9時47分所沢発急行新宿行きに乗車。途中上石神井で各駅停車に乗換え、下落合駅で下車。
最初に向かったのが落合橋である。
そもそも落合という地名は妙正寺川と神田川が落ち合う所(合流地点)に由来しているという。
”ホタルの名所として知られた、妙正寺川にかかる落合橋”と資料で紹介されていたが、実際には神田川にも同名の橋があった。さらに、現在の合流地点は「神田川流域河川整備計画」により高田馬場分水路を経て高戸橋付近で神田川に合流している。
【上写真:左は妙正寺川にかかる落合橋。

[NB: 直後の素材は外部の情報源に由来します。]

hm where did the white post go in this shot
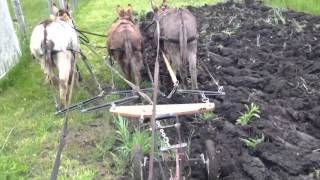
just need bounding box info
[71,0,77,10]
[48,0,53,14]
[0,0,21,79]
[11,0,26,35]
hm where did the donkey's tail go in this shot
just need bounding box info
[43,25,55,84]
[124,33,133,74]
[179,14,188,65]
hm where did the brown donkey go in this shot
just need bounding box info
[150,0,198,90]
[107,4,144,87]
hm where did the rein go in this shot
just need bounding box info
[74,27,108,38]
[50,53,77,180]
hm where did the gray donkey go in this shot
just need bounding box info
[150,0,198,90]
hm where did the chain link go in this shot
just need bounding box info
[156,121,171,147]
[201,92,210,103]
[218,86,224,94]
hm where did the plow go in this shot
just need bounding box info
[48,3,226,179]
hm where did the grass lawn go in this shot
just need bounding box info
[0,0,223,179]
[265,0,320,15]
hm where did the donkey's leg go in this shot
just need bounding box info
[125,63,132,85]
[56,51,72,108]
[165,43,188,88]
[66,51,77,102]
[133,51,142,87]
[111,51,123,89]
[123,55,132,84]
[40,57,58,88]
[188,42,198,90]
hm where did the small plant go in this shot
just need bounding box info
[240,134,265,149]
[114,115,131,156]
[236,103,261,125]
[201,112,215,121]
[309,169,320,179]
[112,115,151,176]
[114,115,151,157]
[272,8,286,25]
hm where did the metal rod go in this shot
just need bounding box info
[111,88,166,97]
[81,95,139,113]
[50,61,76,180]
[175,116,182,180]
[177,89,225,96]
[55,91,106,115]
[148,20,161,180]
[79,50,103,92]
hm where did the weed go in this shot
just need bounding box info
[309,169,320,179]
[114,115,150,157]
[186,129,195,156]
[236,103,261,125]
[200,112,216,121]
[272,7,286,24]
[111,115,151,176]
[240,134,265,149]
[114,115,131,156]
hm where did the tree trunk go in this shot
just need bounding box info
[0,0,21,79]
[11,0,26,35]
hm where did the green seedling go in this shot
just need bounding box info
[114,115,151,157]
[273,8,286,24]
[201,112,215,121]
[236,103,261,125]
[309,169,320,179]
[240,134,265,149]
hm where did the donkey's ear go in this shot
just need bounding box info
[150,0,158,11]
[127,4,133,15]
[162,0,168,7]
[116,5,123,15]
[51,3,59,16]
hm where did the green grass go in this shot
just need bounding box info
[265,0,320,15]
[0,0,222,179]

右は神田川にかかる落合橋。】 
明治23年2月の中村了随著「東京名所図会」には
「落合土橋は上落合より下落合へ行く道に架す。此処より1町計り上の方に玉川の流れと井頭の池の下流と相會する所あり。故に落合と云う。此地も亦蛍に名あり。山城の宇治、近江の瀬田に勝れり。故に遊人暮るるを待ちてここに逍遥するもの頗る多し。其光景恰も玉の如く又星の乱れ飛ぶに似て最も奇観なり。夏月納涼に宜しとす」と、記している。
新目白通りに出ると目の前に氷川神社が見える。正門鳥居の前に小さな庚申搭がある。
この庚申塔は文化13年(1816)造立。
青面金剛像の下に邪鬼と三猿を配し、右側面に「ぞうしが屋」、左側面に「くずが屋」と刻んであるそうだが判読が難しい。
ぞうしが屋は雑司ヶ谷だろうか?、くずが屋とはどの辺を差しているのか見当もつかなかった。
佐伯祐三アトリエ記念館ではボランティア・ガイドをお願いしていた。
奔放な線描と大胆な色彩表現で知られる洋画家・佐伯祐三(1898~1928)のアトリエ跡。
祐三は大正10年から渡仏する13年までと、大正15年から翌年再渡仏するまでの間、米子夫人とともにこの地で暮らし、祐三の死後は夫人が昭和47年に亡くなるまで住んでいた。その期間、祐三は蓮作「下落合風景」を何枚も描いており、その一つは近くの落合第一小学校に寄贈されている。(下の絵)
残念なのは、ここは祐三のアトリエ記念館だというのに実作品が一点もないことだ。
ガイドさんからは、祐三とも親交があった中村彝(つね)のことや、彝と新宿中村屋との関係などの話も聞くことが出来た。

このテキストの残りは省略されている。